Foreword
As we look over the set of meticulous and practical instructions that we are going to recommend to the retreatant, we should not let ourselves forget what is essential in every prayer. These instructions and these methods are merely the different paths, various ways we use to arrive at the single purpose of prayer. Each person, according to his own good pleasure, should use these means or look for others more suitable either to his temperament or to the grace he has at a particular time.
We should be convinced, however, about these two truths that are mutually dependent on each other: (1) Each one of us has his own way of praying that is strictly his own. (2) Any method of prayer (vocal or mental, ordinary or extraordinary) is not in itself better than any other type. The best method of prayer for me is determined by this particular time, these particular circumstances where I find myself. A simple “cry” toward the Lord, in the way the sick and poor of the Gospel cried, can be better for me, here, at this particular moment, than the most perfect ecstasy (Rom 8:26-27).
The purpose of prayer is to find God at the place where God wants to meet us—in our heart, as the term is used in the Bible, that is, in that secret place of ourselves that is the source of our particular personality, the place where the decisions in our lives are formed and where our destiny is hammered out.

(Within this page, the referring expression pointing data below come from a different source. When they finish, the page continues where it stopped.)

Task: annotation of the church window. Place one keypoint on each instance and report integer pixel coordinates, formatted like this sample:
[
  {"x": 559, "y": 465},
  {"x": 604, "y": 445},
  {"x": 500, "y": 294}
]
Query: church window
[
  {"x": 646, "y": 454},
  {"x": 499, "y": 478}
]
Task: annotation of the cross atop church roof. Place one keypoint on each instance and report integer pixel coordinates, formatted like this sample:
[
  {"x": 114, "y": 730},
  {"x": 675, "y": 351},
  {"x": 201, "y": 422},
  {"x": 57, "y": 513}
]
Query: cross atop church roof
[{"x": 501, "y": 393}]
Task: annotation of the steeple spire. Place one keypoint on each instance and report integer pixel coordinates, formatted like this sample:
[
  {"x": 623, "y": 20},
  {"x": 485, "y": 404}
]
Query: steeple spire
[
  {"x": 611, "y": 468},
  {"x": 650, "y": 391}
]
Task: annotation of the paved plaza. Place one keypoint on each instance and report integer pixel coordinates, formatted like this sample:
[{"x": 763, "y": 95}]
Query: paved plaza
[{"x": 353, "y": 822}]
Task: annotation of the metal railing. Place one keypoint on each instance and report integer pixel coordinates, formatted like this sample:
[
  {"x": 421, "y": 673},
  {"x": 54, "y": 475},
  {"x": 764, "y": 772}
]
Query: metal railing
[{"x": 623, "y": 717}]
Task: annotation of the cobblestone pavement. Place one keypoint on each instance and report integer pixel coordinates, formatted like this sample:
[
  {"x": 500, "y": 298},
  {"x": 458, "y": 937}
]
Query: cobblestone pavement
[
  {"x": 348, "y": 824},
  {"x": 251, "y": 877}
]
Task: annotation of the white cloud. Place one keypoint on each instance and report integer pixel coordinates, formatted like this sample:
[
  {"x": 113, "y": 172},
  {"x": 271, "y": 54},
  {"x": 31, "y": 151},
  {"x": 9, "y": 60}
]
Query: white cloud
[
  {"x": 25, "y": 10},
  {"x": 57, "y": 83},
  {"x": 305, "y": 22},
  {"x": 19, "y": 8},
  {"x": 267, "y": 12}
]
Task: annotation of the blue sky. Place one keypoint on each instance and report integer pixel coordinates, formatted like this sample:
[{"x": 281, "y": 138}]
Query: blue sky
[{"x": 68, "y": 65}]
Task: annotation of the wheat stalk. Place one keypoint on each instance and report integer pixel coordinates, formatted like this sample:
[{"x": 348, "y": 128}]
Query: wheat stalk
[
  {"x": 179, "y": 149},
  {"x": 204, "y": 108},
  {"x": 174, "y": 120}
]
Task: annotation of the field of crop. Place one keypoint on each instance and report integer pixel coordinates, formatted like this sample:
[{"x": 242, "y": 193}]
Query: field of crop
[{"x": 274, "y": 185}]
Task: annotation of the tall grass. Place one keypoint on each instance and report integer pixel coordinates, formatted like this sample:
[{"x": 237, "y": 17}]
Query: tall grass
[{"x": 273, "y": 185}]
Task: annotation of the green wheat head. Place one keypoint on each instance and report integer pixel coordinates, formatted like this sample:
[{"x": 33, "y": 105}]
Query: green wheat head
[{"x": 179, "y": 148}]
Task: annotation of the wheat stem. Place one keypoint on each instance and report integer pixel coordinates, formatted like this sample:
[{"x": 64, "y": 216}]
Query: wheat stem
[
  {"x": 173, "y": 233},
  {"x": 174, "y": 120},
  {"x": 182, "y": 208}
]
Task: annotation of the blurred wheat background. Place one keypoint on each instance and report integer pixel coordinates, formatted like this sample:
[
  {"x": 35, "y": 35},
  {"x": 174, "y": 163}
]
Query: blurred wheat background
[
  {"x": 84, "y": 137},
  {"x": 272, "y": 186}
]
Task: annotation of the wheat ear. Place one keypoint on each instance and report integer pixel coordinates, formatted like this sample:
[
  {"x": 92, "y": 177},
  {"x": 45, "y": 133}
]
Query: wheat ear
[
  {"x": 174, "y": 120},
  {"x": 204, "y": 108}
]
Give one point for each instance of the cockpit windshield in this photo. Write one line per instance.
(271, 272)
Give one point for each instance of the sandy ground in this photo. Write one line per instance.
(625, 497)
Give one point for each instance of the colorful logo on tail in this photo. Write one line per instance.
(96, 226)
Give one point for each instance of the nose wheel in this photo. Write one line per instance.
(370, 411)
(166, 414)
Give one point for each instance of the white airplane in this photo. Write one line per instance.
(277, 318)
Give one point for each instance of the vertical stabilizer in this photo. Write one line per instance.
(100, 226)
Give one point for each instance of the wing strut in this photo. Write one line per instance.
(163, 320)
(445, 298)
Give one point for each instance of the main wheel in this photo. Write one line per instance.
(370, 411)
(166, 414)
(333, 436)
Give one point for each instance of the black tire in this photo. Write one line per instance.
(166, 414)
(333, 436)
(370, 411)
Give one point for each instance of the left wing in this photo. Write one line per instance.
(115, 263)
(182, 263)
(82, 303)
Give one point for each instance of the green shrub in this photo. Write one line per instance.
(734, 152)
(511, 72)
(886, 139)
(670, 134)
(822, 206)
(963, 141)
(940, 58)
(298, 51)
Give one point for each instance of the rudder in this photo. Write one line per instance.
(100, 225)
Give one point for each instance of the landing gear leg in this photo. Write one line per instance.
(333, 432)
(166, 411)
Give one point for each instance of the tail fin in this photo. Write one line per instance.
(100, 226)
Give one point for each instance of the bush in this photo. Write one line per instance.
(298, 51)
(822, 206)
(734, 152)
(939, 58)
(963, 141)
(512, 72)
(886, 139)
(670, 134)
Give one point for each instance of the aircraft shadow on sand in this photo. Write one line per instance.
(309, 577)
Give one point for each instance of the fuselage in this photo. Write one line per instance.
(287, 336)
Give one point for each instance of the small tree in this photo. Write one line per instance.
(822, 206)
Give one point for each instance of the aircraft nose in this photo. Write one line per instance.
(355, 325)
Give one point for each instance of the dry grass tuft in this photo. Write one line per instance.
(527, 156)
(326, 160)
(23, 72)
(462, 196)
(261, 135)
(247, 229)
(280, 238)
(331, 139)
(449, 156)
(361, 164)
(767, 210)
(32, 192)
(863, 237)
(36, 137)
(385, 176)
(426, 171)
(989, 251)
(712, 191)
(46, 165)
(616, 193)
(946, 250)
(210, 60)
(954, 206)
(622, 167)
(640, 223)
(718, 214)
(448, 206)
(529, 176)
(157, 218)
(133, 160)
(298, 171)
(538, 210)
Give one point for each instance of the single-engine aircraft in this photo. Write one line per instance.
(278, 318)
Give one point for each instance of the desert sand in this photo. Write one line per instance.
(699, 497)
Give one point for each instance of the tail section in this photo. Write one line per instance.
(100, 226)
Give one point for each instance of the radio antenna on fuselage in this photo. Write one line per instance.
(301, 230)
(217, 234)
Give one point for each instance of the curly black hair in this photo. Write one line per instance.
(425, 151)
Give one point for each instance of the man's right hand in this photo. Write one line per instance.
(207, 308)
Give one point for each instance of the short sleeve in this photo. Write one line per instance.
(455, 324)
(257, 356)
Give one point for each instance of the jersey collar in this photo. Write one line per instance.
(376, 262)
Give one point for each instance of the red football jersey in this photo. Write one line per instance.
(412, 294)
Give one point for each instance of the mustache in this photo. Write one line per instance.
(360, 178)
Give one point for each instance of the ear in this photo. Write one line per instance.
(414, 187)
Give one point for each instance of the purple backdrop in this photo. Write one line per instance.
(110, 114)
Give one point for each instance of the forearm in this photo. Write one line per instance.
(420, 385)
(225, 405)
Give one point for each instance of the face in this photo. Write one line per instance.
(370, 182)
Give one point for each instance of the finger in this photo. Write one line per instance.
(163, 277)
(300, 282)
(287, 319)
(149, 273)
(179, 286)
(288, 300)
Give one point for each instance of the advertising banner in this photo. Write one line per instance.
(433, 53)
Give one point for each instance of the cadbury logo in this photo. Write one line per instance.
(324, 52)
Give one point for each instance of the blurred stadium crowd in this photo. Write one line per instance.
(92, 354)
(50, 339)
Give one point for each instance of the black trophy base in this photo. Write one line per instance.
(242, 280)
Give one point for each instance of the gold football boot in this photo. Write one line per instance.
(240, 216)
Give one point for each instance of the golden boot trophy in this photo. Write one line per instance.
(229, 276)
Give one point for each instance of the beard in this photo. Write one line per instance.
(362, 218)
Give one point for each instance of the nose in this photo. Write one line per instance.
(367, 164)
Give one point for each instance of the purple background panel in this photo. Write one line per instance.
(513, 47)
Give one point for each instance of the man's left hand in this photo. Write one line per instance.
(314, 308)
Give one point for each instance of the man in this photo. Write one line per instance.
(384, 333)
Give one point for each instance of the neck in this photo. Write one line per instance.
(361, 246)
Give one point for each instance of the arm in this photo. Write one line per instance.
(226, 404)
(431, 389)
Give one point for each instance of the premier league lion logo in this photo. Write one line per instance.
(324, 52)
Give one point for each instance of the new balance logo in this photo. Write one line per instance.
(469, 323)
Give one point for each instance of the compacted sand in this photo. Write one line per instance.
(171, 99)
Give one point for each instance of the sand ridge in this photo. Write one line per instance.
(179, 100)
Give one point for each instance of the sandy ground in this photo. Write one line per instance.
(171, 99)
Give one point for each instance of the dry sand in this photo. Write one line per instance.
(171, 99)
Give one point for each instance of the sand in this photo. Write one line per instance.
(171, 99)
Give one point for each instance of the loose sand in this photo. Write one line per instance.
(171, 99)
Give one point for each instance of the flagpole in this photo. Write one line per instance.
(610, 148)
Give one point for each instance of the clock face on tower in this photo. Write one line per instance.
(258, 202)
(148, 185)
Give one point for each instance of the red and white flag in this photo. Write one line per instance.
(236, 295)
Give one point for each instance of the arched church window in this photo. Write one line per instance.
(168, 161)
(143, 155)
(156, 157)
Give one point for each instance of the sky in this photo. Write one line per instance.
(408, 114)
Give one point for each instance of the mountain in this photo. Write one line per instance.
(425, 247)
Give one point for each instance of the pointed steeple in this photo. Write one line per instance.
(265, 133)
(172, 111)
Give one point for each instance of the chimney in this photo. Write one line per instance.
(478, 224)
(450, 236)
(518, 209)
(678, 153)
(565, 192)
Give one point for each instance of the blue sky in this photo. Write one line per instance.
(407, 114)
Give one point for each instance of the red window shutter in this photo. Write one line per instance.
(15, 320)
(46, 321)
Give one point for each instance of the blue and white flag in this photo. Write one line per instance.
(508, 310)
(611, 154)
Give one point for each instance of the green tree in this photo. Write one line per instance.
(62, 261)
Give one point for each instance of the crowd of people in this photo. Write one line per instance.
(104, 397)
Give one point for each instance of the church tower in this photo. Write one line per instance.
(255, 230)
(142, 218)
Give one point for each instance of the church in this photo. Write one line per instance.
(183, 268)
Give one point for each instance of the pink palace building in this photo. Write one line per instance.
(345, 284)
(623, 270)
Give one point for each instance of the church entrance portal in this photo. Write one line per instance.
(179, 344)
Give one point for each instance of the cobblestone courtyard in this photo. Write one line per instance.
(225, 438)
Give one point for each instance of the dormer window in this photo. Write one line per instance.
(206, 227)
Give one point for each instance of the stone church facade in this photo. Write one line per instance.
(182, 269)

Like the high priest in the temple at Jerusalem, the only one who can enter into this “holy of holies” to converse alone with God is oneself.
Every prayer, irrespective of its form, ought to have its origin in the Word of God and its effect in a greater love of God. This is the reason why it is so important to read or call to mind a Biblical text at the beginning of the Exercise and why we must ask God …for his light really to understand it and to gather fruit from it. No prayer is a good prayer unless it is made in Spiritu Sancto: “No one can come to me unless by the Father, who sent me” (John 6:44).
The Exercise proper — meditation, contemplation, application of senses, etc. — will never be more than a deepening of the mystery spoken about in our Biblical text. The Fathers of the Church, commenting on Jacob’s ladder, have already told us that every such exercise is a rung in the Scala Christi, the “Ladder of Christ”, the summit of which is God himself.
Every Scriptural text should be approached, in all freedom, with the sole concern formulated this way by an old exegete: Te totum applica ad textum, rem totam applica ad te (Devote your whole self to the text, and its whole matter to yourself).
The sole criterion for the worth of a person’s prayer is that after finishing it, he ought to live more fully the life of Christ, according to St. Paul’s words: “For me to live is Christ.” Are my faith, my hope, and my charity stronger after my prayer? Yes? Then all was well with my prayer, even if it was dry, distracted, or dreary.